As guitarras e os batuques suavizam o sofrimento expresso em canções como “Fome”, “Viola” ou “Kafrique”. Mas os dois cantores angolanos, ambos divididos entre Angola e Portugal, não deixam que a leveza das faixas negligencie a carga das mensagens – essa é inequívoca, e a dor por baixo desta obra é raiz visível, mesmo para quem nunca provou dos frutos desta árvore. A celebração dos infortúnios, a benção da maldição, é característica intrínseca (porque a história assim o ditou) de uma cultura que sempre juntou o menos com menos para dar mais. E é com essas pedras nos sapatos que se constroem castelos.
“Estamos órfãos dos afectos prometidos nos projectos que nos iam salvar”.
Ainda assim, há projectos que cumprem as suas promessas. A Bênção e a Maldição tem, realmente, o poder de nos salvar, mesmo que essa salvação não nos seja directamente dirigida.

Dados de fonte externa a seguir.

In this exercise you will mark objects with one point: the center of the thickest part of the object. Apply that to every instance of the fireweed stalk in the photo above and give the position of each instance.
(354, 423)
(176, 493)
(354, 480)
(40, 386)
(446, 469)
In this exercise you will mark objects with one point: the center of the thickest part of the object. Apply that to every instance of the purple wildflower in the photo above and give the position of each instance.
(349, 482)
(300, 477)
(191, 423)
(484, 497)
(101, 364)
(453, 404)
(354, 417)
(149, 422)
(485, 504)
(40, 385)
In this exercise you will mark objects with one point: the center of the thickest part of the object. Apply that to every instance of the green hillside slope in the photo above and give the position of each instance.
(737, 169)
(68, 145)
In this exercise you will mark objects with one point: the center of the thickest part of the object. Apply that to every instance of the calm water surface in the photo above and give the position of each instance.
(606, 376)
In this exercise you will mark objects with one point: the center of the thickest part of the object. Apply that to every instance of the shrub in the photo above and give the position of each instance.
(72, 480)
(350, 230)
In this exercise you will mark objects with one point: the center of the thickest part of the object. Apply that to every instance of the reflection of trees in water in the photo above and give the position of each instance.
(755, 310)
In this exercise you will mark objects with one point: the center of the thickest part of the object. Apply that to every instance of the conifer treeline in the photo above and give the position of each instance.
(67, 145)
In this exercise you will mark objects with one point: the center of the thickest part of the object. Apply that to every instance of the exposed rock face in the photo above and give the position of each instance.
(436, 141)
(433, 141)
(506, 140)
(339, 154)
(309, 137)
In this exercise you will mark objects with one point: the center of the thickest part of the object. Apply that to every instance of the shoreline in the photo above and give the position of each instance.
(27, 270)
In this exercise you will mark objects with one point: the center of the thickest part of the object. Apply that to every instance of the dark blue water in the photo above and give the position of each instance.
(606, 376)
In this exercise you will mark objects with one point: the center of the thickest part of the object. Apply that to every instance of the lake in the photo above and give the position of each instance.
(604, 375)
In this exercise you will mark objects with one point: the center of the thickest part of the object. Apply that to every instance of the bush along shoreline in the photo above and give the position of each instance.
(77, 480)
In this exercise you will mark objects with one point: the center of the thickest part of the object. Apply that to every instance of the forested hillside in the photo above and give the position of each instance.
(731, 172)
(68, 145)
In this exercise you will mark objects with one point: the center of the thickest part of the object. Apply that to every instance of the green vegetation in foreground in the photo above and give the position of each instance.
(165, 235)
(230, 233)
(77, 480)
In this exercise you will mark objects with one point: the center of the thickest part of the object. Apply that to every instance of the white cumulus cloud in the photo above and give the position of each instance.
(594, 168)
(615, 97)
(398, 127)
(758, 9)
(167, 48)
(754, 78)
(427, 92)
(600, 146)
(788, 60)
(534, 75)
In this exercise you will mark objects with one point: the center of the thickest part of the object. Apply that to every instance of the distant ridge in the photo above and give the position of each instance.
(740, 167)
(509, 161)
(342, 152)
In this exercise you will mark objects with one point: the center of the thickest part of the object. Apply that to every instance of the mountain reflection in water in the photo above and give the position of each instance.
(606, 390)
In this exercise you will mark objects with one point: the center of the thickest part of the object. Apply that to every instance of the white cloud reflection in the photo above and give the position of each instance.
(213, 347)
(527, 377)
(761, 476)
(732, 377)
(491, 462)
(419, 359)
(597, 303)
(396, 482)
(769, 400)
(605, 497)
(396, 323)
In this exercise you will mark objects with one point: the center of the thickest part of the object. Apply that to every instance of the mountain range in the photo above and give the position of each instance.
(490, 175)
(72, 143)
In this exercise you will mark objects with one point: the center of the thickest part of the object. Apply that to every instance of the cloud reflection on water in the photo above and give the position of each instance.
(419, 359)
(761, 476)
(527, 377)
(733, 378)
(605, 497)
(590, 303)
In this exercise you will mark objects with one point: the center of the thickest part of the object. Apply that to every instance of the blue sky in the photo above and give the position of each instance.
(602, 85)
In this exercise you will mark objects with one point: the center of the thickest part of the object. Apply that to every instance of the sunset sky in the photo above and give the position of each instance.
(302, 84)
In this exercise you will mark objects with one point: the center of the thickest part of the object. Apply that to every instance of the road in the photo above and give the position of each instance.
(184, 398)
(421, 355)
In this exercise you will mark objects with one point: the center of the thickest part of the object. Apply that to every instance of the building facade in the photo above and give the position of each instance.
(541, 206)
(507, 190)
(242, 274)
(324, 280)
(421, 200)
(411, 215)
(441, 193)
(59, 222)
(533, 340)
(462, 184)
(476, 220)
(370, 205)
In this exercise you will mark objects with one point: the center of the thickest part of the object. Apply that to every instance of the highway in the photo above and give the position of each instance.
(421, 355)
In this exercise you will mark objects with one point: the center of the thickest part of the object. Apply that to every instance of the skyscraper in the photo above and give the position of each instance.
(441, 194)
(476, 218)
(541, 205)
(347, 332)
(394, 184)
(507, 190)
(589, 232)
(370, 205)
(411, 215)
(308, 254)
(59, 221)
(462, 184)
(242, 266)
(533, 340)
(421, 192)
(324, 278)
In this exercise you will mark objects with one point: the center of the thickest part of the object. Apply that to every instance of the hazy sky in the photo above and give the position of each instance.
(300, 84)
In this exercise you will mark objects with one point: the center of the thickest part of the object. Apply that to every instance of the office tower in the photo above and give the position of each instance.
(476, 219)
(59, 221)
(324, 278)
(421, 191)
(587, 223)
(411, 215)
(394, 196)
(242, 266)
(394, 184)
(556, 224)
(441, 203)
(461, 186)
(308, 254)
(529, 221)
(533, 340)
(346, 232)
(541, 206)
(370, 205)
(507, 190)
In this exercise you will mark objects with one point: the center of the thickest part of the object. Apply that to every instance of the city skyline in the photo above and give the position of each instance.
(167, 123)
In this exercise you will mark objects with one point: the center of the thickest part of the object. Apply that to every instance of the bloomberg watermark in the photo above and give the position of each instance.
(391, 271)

Nesta terra prometida, há espaço para cantar, dançar, sorrir, chorar, por todas as razões ou sem razão alguma. Longe dos cânones musicais, das tendências ou das fórmulas, a honestidade artística, potenciada pela ausência de estratégias ou planeamentos, é condição única desta obra feita de impulsos e improvisos encaixados uns nos outros, reunidos num conjunto de peças montadas, na história principal, cujos episódios, cenas, falas nos servem algures nas nossas próprias histórias, mesmo que retirados do contexto sobre o qual foram retratados.
Por outro lado, a quem essa história é, de facto, dirigida serve um consolo que não se fica pelas palmadas nas costas. Nunca é só música, mas nesta “banda” a cantiga é outra: há um porto seguro na partilha de um mal comum, que se estende por mares de petróleo e rios de diamante, e que estanca inundações em alturas de maré alta. É farol que irradia luz no meio da tempestade, como o sol que alimenta um trevo de quatro folhas num jardim seco e calcado. Depois da tempestade vem a bonança: essa é a bênção da maldição; essa é a Esperança da canção.
“Essa é a história da família angolana”.